Mas no último domingo aconteceu um negócio bem bonito. Tiazola da negatividade tava aqui, deitadona no sofá, comendo a sua maçãzinha "única coisa que não me ataca o estômago" e começou a ginástica artística feminina. Aquelas meninas tão novinhas e tão bonitas. E tanto equilíbrio, pirueta, força e ginga. Vovó reclamou um pouco, ficou um tanto aflita em seu estilo idosa que vê desgraça em tudo: "Ai se essa criança quebrar o pescoço, morre na hora!". Mas de repente ficou quieta, disfarçou umas lágrimas... e acabou chafurdada num choro infinito. Confessou que estava segurando esse rio lacrimal desenfreado desde a festa de abertura, que considerou primorosa (menos as roupas de flechinhas e as bicicletinhas floridas –concordo).
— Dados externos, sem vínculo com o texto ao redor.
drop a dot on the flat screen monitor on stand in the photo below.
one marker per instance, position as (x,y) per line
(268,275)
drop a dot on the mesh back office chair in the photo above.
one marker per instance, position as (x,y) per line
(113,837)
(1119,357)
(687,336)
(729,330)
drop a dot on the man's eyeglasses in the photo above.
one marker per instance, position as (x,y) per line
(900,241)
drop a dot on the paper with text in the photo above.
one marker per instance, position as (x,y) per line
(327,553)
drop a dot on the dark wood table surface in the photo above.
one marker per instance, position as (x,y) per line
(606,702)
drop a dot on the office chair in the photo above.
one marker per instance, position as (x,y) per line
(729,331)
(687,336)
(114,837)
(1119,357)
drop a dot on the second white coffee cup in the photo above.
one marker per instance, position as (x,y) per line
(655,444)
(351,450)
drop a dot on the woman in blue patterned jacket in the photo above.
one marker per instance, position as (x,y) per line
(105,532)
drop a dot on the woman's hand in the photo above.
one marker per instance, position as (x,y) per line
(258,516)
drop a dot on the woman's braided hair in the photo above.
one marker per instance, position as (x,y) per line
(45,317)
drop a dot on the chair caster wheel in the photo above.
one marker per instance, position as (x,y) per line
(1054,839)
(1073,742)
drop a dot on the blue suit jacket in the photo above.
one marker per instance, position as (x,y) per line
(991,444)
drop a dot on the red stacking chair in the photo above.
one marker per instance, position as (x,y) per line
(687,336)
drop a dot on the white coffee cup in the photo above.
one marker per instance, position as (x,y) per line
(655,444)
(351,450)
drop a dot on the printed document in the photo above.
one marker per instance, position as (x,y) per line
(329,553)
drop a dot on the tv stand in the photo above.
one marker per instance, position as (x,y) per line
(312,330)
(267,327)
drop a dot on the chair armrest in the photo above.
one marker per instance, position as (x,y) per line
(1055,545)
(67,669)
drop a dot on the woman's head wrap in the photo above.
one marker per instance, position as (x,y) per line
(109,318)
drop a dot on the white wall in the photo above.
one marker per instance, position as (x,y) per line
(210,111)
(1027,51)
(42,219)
Desde então, nos emocionamos todos os dias. Ouro no judô, beijo lésbico no rúgbi, vôlei feminino, vôlei masculino, o menino de 19 anos que fez gol. A gente não lembra muito o nome das pessoas, mas chora e torce sem parar. A coisa de ficar muito ansiosa com tantas competições no mesmo horário nem chegou a piorar nosso sopro na válvula mitral: estamos protegidas pela felicidade. Temos um pouco de tesão nas bolotas-chupões no corpo do Phelps. É muito tesudo um cara que ganha dois ouros em tão pouco tempo. Quem diria! Tiazola da negatividade falando tesão e tesudo em tão pouco tempo! Quando mostra o povo nas arquibancadas mandando tchauzinho, a gente devolve o tchauzinho. Ontem senhora vodu, depois de procurar passagem pro Rio (fiquei chocada!) defendeu o Brasil (fiquei boquiaberta!). "Brasileiro não torce errado, seu Zé Mané gringo, é que brasileiro é beeem mais legal que você!".